I got out of pool and walked into the nearby stable, which turned into a farm house. I was soo excited, I couldn't settle on what I wanted to happened, so many parts of things happened. Things changing fast ect. Finally, I remember Star Trek and pictured myself on the bridge and was there. 
I remember my worst fear was that I was really awake, just day dreaming.

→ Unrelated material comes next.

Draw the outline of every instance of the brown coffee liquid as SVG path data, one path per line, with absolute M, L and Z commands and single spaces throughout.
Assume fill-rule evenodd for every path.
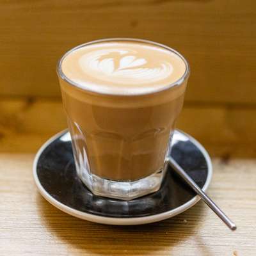
M 106 44 L 108 46 L 108 43 Z M 115 44 L 116 44 L 115 47 L 118 49 L 119 51 L 117 52 L 119 52 L 121 50 L 118 48 L 118 42 L 115 42 Z M 125 42 L 122 41 L 122 44 L 124 44 Z M 125 49 L 129 49 L 129 44 L 131 42 L 127 42 L 124 52 Z M 145 43 L 132 42 L 132 44 L 137 44 L 137 46 L 132 45 L 133 48 L 132 47 L 131 51 L 134 51 L 136 46 L 137 50 L 140 49 L 138 45 Z M 94 47 L 95 48 L 92 49 L 98 49 L 97 45 Z M 100 50 L 102 47 L 102 43 L 100 43 Z M 91 52 L 88 49 L 85 51 L 86 47 L 87 46 L 84 47 L 83 51 L 81 51 L 81 56 L 84 56 L 85 51 Z M 154 60 L 152 56 L 154 56 L 154 47 L 156 46 L 152 47 L 153 49 L 150 47 L 150 50 L 147 49 L 151 51 L 151 55 L 148 52 L 147 54 L 150 56 L 152 60 Z M 105 52 L 108 53 L 108 51 Z M 143 54 L 141 52 L 139 53 L 140 58 L 142 59 Z M 111 54 L 108 56 L 108 59 L 115 59 L 113 57 L 113 52 Z M 164 54 L 167 55 L 168 52 L 164 52 Z M 136 55 L 135 53 L 134 55 Z M 120 58 L 118 54 L 116 56 L 118 58 Z M 76 56 L 76 58 L 77 57 Z M 175 58 L 177 57 L 175 56 Z M 76 58 L 73 60 L 74 61 L 74 60 L 77 60 Z M 148 60 L 148 57 L 146 56 L 144 58 Z M 132 58 L 130 58 L 129 61 L 132 59 L 134 61 Z M 70 63 L 72 63 L 70 60 L 69 60 Z M 105 66 L 102 65 L 103 70 L 108 68 L 108 61 L 111 62 L 108 60 L 105 61 Z M 138 61 L 138 63 L 140 63 L 140 63 L 145 64 L 142 60 Z M 161 62 L 159 62 L 159 60 L 157 61 L 157 63 Z M 179 67 L 181 67 L 183 69 L 175 72 L 175 68 L 177 66 L 173 66 L 172 63 L 172 72 L 170 74 L 174 74 L 174 76 L 179 74 L 178 76 L 181 77 L 185 72 L 184 62 L 182 63 L 183 61 L 180 58 L 179 61 L 180 65 Z M 120 58 L 117 63 L 120 63 Z M 68 70 L 67 63 L 68 64 L 68 62 L 66 61 L 63 71 Z M 98 66 L 95 65 L 96 69 L 99 67 L 99 62 L 97 63 Z M 153 69 L 161 67 L 160 65 L 157 66 L 158 68 L 156 68 L 152 63 L 150 65 Z M 100 66 L 100 64 L 99 65 Z M 115 67 L 117 66 L 116 64 Z M 150 74 L 151 71 L 149 70 L 148 67 L 145 67 L 148 68 L 147 70 L 129 70 L 124 73 L 109 76 L 106 72 L 107 75 L 102 74 L 102 77 L 97 74 L 100 72 L 96 70 L 96 74 L 91 74 L 91 76 L 88 77 L 88 80 L 86 80 L 87 73 L 81 73 L 79 79 L 83 77 L 83 83 L 81 83 L 80 88 L 60 79 L 64 108 L 73 137 L 74 156 L 77 163 L 81 159 L 87 159 L 88 169 L 91 173 L 110 180 L 125 181 L 138 180 L 163 169 L 168 150 L 170 137 L 183 104 L 186 81 L 182 84 L 159 92 L 140 93 L 141 88 L 162 88 L 164 85 L 164 81 L 168 79 L 168 76 L 170 76 L 169 73 L 164 75 L 164 72 L 162 72 L 163 70 L 155 69 L 154 71 L 151 71 L 154 72 L 156 76 L 164 75 L 164 78 L 161 80 L 161 77 L 158 77 L 158 80 L 155 80 L 153 83 L 154 85 L 152 86 L 150 80 L 142 85 L 137 84 L 134 81 L 138 83 L 143 76 Z M 62 67 L 63 68 L 63 66 Z M 136 67 L 137 69 L 138 68 L 138 66 Z M 74 78 L 70 71 L 72 68 L 74 67 L 69 70 L 70 73 L 64 72 L 66 75 L 68 74 L 68 78 L 71 81 L 73 81 Z M 77 67 L 75 70 L 76 68 L 78 68 Z M 133 68 L 134 67 L 131 67 L 131 69 Z M 140 67 L 139 68 L 142 68 Z M 145 74 L 141 74 L 140 72 Z M 129 78 L 125 79 L 125 83 L 121 81 L 124 79 L 124 74 L 128 76 L 128 77 L 130 75 L 132 76 L 130 87 L 129 87 Z M 134 74 L 139 75 L 136 76 Z M 74 77 L 76 76 L 76 74 L 74 75 Z M 106 76 L 108 77 L 106 78 Z M 113 83 L 111 83 L 111 79 L 113 80 Z M 171 80 L 169 77 L 169 81 Z M 79 79 L 76 80 L 76 83 L 77 81 Z M 95 84 L 95 82 L 99 83 L 97 89 L 95 88 L 86 89 L 88 84 L 90 86 L 97 87 L 97 85 L 92 85 Z M 84 88 L 84 85 L 86 83 L 87 84 Z M 119 83 L 121 84 L 119 89 L 121 88 L 122 90 L 117 89 L 115 91 Z M 99 93 L 97 91 L 99 88 L 102 90 L 104 93 Z M 109 90 L 108 91 L 108 89 Z M 138 95 L 136 94 L 137 90 L 139 92 Z M 116 94 L 109 93 L 114 91 L 118 93 Z M 108 93 L 105 93 L 106 92 Z M 120 92 L 124 93 L 120 93 Z M 147 90 L 145 92 L 147 92 Z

I could 'see' my room, as if I was waking up, through partly closed eyes. My brother was walking by, in normal clothes, and I tried to convince myself I was in a dream, and I returned to the bridge. (later, when I thought about it, I knew it must have been a dream 'cause my brother doesn't get up till noon(if he's not going to church, then he gets up just before then) and here he was dressed before seven on a Sunday? No way). The dream then dissolved.

Now, this LD was more clear and more real. While it still feels a little like I am only remembering this, and not actually acting it out in the present, it is getting better. I also changed things, which I was not able to do in my last LD.
All in all, it's very exciting, and I hope that soon it'll be more in the 'present' instead of remembering what had happened. (hope this makes sense :tongue2: )

----------


## AnnaCG07

Last night flew by and all I remember are some snippets..
-Watching my friend do some math problem and being totally lost.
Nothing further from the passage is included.